FINALIST WINNER: Places category: Ship Breakers of Chittagong. Chittagong in Bangladesh is the second biggest ship breaking yard in the world, it is a graveyard where ships are taken in from all around the world for their last voyage, to be taken apart. Known for unsafe work practices and environmental pollution due to the demolition and ship breaking processes, Chittagong presents one of the biggest industry and job opportunities for many Bangladeshis. In this image, ship cut in a half is taken apart by workers, mostly by hand, one piece at a time. (Photo courtesy of The 2010 National Geographic Photo Contest/Jana Asenbrennerova)

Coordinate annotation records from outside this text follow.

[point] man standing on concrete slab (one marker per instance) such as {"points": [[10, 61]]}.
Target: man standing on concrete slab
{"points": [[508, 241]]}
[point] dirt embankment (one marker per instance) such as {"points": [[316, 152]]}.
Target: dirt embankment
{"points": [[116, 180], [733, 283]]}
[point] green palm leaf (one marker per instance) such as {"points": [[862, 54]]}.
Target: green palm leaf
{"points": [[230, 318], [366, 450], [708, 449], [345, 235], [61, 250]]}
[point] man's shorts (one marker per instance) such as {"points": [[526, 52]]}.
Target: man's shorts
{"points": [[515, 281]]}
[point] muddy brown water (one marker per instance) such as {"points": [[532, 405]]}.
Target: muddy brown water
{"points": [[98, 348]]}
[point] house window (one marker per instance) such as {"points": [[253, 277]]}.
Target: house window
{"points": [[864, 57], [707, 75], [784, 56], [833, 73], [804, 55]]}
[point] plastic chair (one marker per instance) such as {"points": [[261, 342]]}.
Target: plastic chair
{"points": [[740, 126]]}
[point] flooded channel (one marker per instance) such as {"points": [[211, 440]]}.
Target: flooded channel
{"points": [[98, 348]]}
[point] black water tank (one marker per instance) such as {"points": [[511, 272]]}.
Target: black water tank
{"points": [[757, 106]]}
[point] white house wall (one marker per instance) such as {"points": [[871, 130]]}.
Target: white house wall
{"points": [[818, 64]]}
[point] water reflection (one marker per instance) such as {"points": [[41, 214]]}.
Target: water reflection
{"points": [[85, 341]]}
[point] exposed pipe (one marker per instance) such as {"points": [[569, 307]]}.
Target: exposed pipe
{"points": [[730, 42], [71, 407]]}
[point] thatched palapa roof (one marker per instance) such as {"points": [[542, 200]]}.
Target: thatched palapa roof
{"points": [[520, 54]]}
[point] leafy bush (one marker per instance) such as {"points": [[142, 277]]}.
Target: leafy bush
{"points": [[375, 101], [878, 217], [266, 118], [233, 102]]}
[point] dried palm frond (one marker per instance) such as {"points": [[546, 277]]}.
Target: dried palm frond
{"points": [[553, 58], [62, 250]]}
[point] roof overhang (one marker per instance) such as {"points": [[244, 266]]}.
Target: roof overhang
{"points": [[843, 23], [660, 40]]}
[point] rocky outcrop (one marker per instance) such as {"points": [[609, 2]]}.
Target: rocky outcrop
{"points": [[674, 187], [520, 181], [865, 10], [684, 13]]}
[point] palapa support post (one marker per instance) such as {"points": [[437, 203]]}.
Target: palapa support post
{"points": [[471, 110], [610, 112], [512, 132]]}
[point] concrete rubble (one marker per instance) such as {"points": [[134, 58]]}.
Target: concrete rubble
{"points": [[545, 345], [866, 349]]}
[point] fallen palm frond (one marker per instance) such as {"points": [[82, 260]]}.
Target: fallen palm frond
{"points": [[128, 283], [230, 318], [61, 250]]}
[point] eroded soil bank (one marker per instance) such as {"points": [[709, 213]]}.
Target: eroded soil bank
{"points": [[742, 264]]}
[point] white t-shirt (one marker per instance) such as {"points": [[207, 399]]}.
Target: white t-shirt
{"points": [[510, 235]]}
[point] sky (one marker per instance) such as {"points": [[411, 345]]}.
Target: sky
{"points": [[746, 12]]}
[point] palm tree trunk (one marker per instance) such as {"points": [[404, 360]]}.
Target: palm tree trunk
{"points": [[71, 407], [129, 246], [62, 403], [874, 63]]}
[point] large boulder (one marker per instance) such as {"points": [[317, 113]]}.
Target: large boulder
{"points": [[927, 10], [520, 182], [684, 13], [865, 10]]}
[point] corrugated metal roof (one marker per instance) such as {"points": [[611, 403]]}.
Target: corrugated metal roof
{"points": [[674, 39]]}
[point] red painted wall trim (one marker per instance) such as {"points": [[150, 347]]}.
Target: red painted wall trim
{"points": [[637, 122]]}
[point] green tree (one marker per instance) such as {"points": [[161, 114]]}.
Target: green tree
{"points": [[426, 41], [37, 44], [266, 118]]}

Salvation: Appreciate Life

The 2010 National Geographic Photo Contest attracts thousands of imaginative and amazing photos from around the world each year. The entry deadline is November 30, so you still have a few more days to submit your best photos in three categories: People, Places, and Nature. Aside from submitting your own photos , you can get more engaged in the contest by voting or your favorites on National Geographic's site , downloading great wallpaper, playing one of the puzzles, and/or checking out past winners The first-place winner in each category will receive $2,500, and have their winning photograph published in National Geographic magazine. One grand prize winner will receive, in addition to the first place prize, $7,500 and a trip to National Geographic headquarters in Washington, D.C.
(Photo courtesy of The 2010 National Geographic Photo Contest/Hongsik Kim)

Unsafe Journey

Unsafe Journey. A woman is riding between the railway carriages of a local train heading north from Dhaka, the capital of Bangladesh. Her luggage is tucked under the carriage in front of her. It is the month of Ramadan, a fast which culminates in Eid-ul-Fitr, a three-day celebration. Tens of thousands of people leave the city to go to their home village and celebrate with their families. Trains are packed and many who fail to get tickets before they sell out or can't afford buying them at the black market ride on the roof of the train or, like this woman, finds a quiet spot between the carriages.
(Photo courtesy of The 2010 National Geographic Photo Contest/Helene Johansson)

Aviation Boatswains Mate

An Aviation Boatswains Mate walks through aqueous film forming foam after a test of the sprinkler systems aboard the flight deck of the aircraft carrier USS Ronald Reagan (CVN 76). The testing of fire safety equipment is just one of many evolutions performed to ensure Ronald Reagan's sea readiness.
(Photo courtesy of The 2010 National Geographic Photo Contest/Ben Jernigan)

Brown Bear

Brown bear, Buskin River, Kodiak Alaska. This bear had been fishing in the river on this morning. It climbed onto the bank and laid down in the grass. This photo was taken about an hour after sunrise just as the sun was starting to clear the trees. The temperature was near the dew point and steam was rising off its body. It didn’t seem at all concerned by the fishermen in the river or the photographer on the bank.
(Photo courtesy of The 2010 National Geographic Photo Contest/James Haskins)
Blogger aoldeva said...
Dear and Respected Sir, Long Live Your Sharing Attitude, (which is rare to see, either because of possessiveness or laziness.) M.K. Devarajan.